Grogne des enseignants : ces gouvernants qui ne sont pas concernés

Le peu d’empressement des gouvernants à trouver la solution aux revendications tient essentiellement du fait qu’ils sont coupés des réalités du pays  

Grégoire Owona, ministre du Travail et de la sécurité sociale

Le ministre du Travail et de la sécurité sociale, Grégoire Owona, après 3 semaine de grève des Enseignants, rencontrera à sa demande, les porte-paroles mouvements syndicaux, pour, dit-il dans un communiqué datant du 11 mars 2022, « rechercher de manière concertée, au regard de divers dysfonctionnements, des solutions appropriées à leurs préoccupations. » Du 21 février 2022, date de début de l’opération craie morte au 15 mars date de cette concertation, on serait alors à 23 jours, pour que le ministre en charge de la régulation sociale par un suivi strict des travailleurs, secteur privé et public confondus, se rende compte qu’il a un rôle à jouer.

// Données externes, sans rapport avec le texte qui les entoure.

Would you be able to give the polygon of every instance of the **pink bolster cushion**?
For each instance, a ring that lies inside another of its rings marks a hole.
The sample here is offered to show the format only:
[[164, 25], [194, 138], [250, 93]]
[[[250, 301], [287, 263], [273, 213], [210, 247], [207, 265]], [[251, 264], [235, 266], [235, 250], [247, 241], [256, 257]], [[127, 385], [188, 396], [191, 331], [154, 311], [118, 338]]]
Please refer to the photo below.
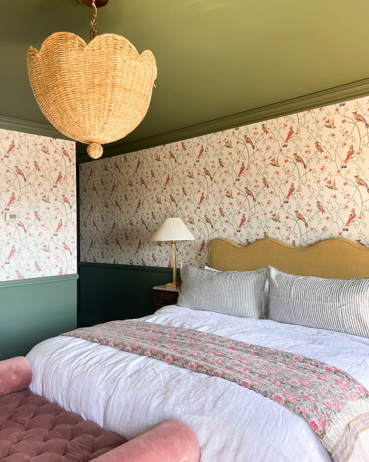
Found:
[[184, 422], [166, 420], [94, 462], [199, 462], [196, 436]]
[[32, 369], [23, 356], [0, 361], [0, 396], [27, 388], [32, 381]]

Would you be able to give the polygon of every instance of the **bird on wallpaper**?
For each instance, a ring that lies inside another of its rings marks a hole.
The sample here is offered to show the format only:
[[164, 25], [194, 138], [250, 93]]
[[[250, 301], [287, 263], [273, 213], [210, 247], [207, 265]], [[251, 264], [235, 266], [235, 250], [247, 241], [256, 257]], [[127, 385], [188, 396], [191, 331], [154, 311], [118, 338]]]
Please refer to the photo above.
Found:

Comme lui, tous les autres membres du gouvernement qui ont la solution aux revendications se hâtent lentement, proposent des pistes de sorties plutôt pavées d’embûches, en évitant soigneusement l’entrée de l’autoroute à plusieurs voies qui permettrait d’arriver vite. Pourquoi se presseraient-ils d’ailleurs, quel intérêt ont-ils à ce que les élèves rentrent en classe et bénéficient d’un encadrement optimal par des enseignants dignes ? Aucun intérêt, sinon celui de la récupération politique, qu’ils dénoncent pourtant. En tant que parents, ils ne sont pas concernés, leurs enfants ne sont pas au pays comme ceux du Camerounais d’en bas, et quand pour une raison quelconque ils sont encore au Cameroun, ils ne fréquentent pas les lycées et collèges publics. Tout comme l’hôpital public qui se meurt au profit des cliniques privées où ils se soignent quand ils ne sont pas en évacuation sanitaire à l’étranger, l’école publique, le lycée d’antan, a perdu de tout son prestige. Après qu’ils y ont été formés, au lycée Leclerc à Yaoundé et Joss à Douala, les gouvernants actuels se sont attelé à la tuer à petit feu, et la maltraitance des enseignants n’est qu’un aspect de la stratégie mise en place. Le simple fait que leurs progénitures n’y aillent pas, est révélateur.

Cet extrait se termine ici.